It was a balmy August day in the little known village of Pandhurna in India when Manoj and family shuffled into Abha’s home. Like typical relatives of the prospective groom the family was loud and unintentionally obnoxious. They cracked corny jokes and everybody had to laugh politely.
Abha’s parents were quiet and submissive like most parents-of-the-girl but even more so as Abha had a flaw. A single flaw. In an otherwise perfectly chiseled face, one eye was just slightly smaller than the other. Her sight was perfect – it was merely cosmetic but it was a flaw nevertheless. An apparently big one in the eyes of the 11 odd men who had trooped in to their home, eaten hot samosas, drunk sweet spicy tea and then walked out after crushing Abha’s parents with a resounding no.
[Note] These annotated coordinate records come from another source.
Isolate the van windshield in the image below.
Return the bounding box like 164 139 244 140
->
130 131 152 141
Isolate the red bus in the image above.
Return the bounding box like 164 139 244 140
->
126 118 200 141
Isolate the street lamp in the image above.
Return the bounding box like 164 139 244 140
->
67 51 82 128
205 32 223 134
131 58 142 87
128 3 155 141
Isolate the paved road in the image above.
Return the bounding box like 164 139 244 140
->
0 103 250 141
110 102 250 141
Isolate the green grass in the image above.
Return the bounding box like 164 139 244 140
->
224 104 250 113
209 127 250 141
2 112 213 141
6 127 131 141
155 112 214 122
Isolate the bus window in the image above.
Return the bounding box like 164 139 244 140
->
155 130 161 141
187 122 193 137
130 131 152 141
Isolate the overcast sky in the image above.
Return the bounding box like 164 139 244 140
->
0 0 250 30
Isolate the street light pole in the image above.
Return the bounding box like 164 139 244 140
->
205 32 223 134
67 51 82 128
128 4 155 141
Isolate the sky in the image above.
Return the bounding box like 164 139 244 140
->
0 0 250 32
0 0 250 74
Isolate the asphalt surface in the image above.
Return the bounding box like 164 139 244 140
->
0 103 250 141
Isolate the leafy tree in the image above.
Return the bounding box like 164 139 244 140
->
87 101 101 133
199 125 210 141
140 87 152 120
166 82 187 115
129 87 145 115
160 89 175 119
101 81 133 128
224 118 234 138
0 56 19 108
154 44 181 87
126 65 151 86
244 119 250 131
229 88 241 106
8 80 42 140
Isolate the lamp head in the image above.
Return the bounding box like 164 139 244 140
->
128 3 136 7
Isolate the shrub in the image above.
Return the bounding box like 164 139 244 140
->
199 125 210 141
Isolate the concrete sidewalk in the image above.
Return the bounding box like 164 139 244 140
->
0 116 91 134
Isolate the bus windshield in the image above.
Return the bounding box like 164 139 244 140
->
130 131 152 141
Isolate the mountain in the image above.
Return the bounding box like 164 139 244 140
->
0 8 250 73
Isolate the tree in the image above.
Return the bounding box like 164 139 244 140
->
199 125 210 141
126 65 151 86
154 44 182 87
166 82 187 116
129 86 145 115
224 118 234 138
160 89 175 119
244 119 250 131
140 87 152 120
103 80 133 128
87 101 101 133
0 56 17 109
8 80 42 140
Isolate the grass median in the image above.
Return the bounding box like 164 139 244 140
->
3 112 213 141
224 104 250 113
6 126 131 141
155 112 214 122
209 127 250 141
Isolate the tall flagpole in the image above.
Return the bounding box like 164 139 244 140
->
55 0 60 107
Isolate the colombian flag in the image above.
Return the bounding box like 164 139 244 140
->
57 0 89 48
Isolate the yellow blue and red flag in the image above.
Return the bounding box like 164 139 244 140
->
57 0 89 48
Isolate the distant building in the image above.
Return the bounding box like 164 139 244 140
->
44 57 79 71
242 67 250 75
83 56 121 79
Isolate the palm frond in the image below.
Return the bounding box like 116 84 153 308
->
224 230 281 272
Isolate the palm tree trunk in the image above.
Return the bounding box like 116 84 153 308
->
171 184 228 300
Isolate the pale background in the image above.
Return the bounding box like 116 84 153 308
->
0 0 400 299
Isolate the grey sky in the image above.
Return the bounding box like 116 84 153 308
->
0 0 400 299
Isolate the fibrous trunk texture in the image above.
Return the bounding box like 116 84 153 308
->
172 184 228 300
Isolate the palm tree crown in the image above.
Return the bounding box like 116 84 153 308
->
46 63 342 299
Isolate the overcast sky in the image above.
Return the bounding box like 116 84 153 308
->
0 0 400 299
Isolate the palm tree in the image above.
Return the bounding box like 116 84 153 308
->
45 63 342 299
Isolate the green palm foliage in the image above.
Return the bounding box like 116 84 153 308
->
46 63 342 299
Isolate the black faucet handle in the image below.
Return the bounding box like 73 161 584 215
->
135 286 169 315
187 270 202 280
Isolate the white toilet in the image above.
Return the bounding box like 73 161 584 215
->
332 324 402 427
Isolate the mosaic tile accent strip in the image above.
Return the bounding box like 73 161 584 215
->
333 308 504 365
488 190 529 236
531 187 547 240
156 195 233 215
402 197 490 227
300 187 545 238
Abha had come to accept the fact that men cannot and will not see beyond her mildly disproportionate eyes and so mostly went through the motions mechanically, accepting the fact that the evening will end with a borderline ugly man’s refusal, her father’s cursing and her mother’s growing hysterics.
Oddly, that morning, it all seemed to be going perfectly. Manoj was tall and strapping. He had a full head of hair and a reasonably becoming face. The family’s expressions did not change noticeably when they saw her and the pleasant conversation that followed began to lull her parents thoughts to a vision of a crimson clad Abha smiling at them. Abha, draped in a light blue saree served up the savories and then sang an old hindi movie song which she had sung several dozen times before.
The family applauded and talk veered towards the wedding. The boy’s family hadn’t committed yet but the fact that they were discussing potential scenarios itself made Abha’s parents practically jump in their seats. The glances that passed between her mother and father would have been funny if they weren’t as pathetically hopeful.
And then Abha mustered up the courage to look directly at Manoj and she held his gaze. He looked at her and then his gaze wavered – ever so slightly. And she knew then – she knew he had no intention of saying yes. This was one of those delayed refusals. They would leave here and wait two days and then say no – with the pretext of the horoscopes not matching or something or the other. And in that very instant she despised him. She
despised the fact he was as superficial as the others. But what she despised even more was the fact that he did not even have the courage to voice it to her face.
In the same instant Manoj also knew. He could feel the force of her loathing. But he was too much of a coward to even admit it to himself.
The morning drew to a close. They begged to be excused as they had to visit another relative near the Jamb river. Greetings were exchanged and promises were made to be in touch over the phone. Manoj climbed into the front seat of the Tata Sumo and the rest of the family bundled in. Everybody waved goodbye except Manoj who kept his eyes peeled on the road ahead.
Abha’s parents practically floated back into the house. Her father affectionately patted her head and her younger sister kept giggling involuntarily. Abha did not have the heart to burst their bubble – so she bit her tongue and remained silent. She could not grudge them their few moments of joy however short lived she knew they would turn out to be.
They barely sat down to the midday meal when her father’s mobile rang. Almost four rings went by before his overexcited mind managed to direct his fumbling hands into pressing the receive button.
The whole family except Abha looked at him expectantly. He gasped like she expected him to but she definitely did not expect the next words to come out of his mouth – ‘Which hospital?’
From the limited information provided to them they gathered that the family on their way back had driven past the annual Gotmaar festival that Pandhurna is famous for. Despite his parents telling him not to, Manoj had stepped out of the vehicle for a closer look at the madness that surrounded this festival.
Following an age old tradition, villagers from Pandhurna and the nearby Sawargaon faced each other across the Jamb river. Pelting each other with rocks and stones, each group aimed to reach the middle to capture the flag stuck on to a tree trunk. Manoj had caught a flying rock straight in the face and joined the many faceless, nameless unnecessary casualties of this tradition.
When he regained consciousness, his hand involuntarily reached directly for his left eye and found it bandaged.Drifting in and out of consciousness he could hear whispers from the adjacent room floating in suggesting a deformity with his left eye, the loss of his eyesight and he had to force himself to tune them out.
And then Abha mustered up the courage to look directly at Manoj and she held his gaze. He looked at her and then his gaze wavered – ever so slightly.